W środę trzech żołnierzy USA, ich afgański tłumacz oraz 17 innych Afgańczyków zginęło w samobójczym zamachu w mieście Chost na wschodzie kraju.
15 kwietnia Kabulem wstrząsnęło kilka skoordynowanych zamachów. Zaatakowano parlament oraz dzielnicę dyplomatyczną, w tym ambasady Niemiec, Wielkiej Brytanii i USA, a także placówki sił rządowych i NATO w stolicach prowincji Nangarhar, Logar i Paktia.

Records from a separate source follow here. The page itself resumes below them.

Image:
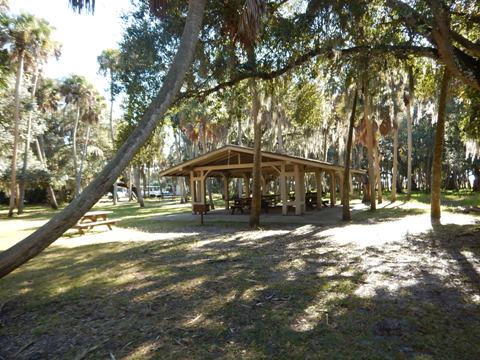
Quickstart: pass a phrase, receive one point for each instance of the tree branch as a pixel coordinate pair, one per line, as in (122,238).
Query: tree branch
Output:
(401,51)
(458,63)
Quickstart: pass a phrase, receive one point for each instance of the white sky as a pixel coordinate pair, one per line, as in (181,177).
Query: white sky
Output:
(83,37)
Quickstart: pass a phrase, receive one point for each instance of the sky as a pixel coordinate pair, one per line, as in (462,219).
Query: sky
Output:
(83,37)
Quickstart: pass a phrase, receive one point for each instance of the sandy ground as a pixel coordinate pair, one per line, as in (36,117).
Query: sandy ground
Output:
(419,287)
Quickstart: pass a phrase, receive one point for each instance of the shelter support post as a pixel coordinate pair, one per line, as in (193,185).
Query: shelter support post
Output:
(246,183)
(225,192)
(340,182)
(283,189)
(318,180)
(299,190)
(333,190)
(350,183)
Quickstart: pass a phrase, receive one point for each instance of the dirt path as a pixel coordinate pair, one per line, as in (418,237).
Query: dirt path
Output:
(394,287)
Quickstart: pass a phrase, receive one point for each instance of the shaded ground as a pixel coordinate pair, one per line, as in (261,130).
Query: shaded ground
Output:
(388,285)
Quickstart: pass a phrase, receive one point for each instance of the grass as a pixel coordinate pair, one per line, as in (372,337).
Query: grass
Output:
(217,292)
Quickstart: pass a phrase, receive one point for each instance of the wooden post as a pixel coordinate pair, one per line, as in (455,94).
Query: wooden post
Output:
(192,189)
(340,181)
(333,190)
(283,189)
(350,182)
(246,182)
(202,189)
(264,185)
(298,190)
(302,191)
(225,192)
(318,181)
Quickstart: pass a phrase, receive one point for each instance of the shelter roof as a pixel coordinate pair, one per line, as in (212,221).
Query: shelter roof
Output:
(236,161)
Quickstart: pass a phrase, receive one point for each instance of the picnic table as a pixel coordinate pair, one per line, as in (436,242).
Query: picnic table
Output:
(94,218)
(246,203)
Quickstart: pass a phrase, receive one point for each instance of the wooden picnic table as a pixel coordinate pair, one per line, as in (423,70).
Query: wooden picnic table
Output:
(94,218)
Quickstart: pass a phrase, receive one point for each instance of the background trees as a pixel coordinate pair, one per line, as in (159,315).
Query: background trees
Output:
(287,63)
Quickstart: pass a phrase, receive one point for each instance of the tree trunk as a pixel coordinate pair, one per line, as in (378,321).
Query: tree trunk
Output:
(348,155)
(136,179)
(239,181)
(41,157)
(378,174)
(130,184)
(438,149)
(370,146)
(257,155)
(16,119)
(74,147)
(27,147)
(112,134)
(409,132)
(32,245)
(78,180)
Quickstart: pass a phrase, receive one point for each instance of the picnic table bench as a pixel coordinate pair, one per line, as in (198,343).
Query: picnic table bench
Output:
(201,208)
(246,203)
(93,218)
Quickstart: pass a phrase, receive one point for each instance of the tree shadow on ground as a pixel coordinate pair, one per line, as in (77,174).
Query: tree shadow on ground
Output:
(282,293)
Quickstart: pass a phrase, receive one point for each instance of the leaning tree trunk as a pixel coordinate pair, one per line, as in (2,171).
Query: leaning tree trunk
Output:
(16,119)
(78,180)
(438,149)
(74,148)
(370,146)
(395,145)
(32,245)
(348,156)
(257,157)
(409,132)
(27,147)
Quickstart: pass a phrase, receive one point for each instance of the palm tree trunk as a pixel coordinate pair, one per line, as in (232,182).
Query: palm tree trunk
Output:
(16,119)
(130,184)
(370,146)
(348,155)
(112,134)
(438,149)
(78,180)
(41,156)
(409,133)
(395,164)
(378,174)
(74,148)
(257,155)
(32,245)
(27,147)
(136,179)
(239,139)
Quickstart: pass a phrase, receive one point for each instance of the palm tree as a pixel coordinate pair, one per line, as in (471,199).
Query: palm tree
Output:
(41,49)
(408,99)
(77,93)
(438,149)
(90,116)
(26,33)
(108,62)
(247,31)
(348,155)
(47,98)
(396,110)
(35,243)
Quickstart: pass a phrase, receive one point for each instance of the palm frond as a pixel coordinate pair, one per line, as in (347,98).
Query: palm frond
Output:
(80,5)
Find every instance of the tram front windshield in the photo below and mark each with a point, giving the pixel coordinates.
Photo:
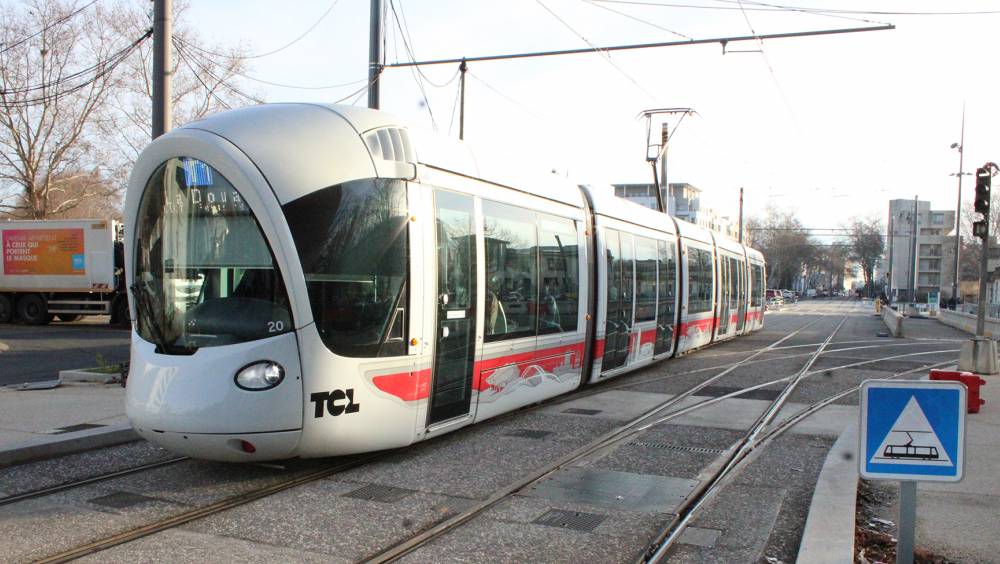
(204, 274)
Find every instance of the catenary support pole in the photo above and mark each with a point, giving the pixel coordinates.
(162, 31)
(461, 109)
(663, 187)
(984, 274)
(958, 210)
(741, 215)
(907, 522)
(914, 231)
(892, 243)
(374, 53)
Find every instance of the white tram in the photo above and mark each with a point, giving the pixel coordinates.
(312, 280)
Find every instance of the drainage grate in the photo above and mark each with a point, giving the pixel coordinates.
(575, 520)
(581, 411)
(72, 428)
(528, 433)
(718, 391)
(380, 493)
(701, 450)
(121, 500)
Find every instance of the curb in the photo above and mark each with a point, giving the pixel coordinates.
(68, 443)
(829, 533)
(86, 376)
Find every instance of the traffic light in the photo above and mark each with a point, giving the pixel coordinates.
(979, 229)
(982, 191)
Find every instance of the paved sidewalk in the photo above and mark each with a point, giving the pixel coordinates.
(37, 424)
(958, 521)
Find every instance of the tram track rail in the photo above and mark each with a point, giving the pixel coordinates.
(260, 493)
(49, 490)
(670, 534)
(619, 435)
(633, 427)
(185, 517)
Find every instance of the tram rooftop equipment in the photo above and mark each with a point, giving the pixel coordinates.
(310, 280)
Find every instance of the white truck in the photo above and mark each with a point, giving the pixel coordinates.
(61, 269)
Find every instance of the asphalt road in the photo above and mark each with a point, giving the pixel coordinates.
(38, 353)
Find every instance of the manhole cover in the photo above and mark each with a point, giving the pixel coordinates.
(576, 520)
(581, 411)
(121, 500)
(700, 450)
(380, 493)
(529, 433)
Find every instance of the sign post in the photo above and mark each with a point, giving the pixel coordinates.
(911, 431)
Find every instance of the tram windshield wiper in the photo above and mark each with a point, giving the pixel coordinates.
(144, 304)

Choć do ataków przyznali się talibowie, podejrzewa się, że w rzeczywistości stali za nimi partyzanci z siatki Hakkaniego. To rebelianckie ugrupowanie afgańskie z siedzibą w Pakistanie jest uznawane za największe zagrożenie dla wojsk NATO i sił afgańskich.(PAP)
jhp/
11683194 arch.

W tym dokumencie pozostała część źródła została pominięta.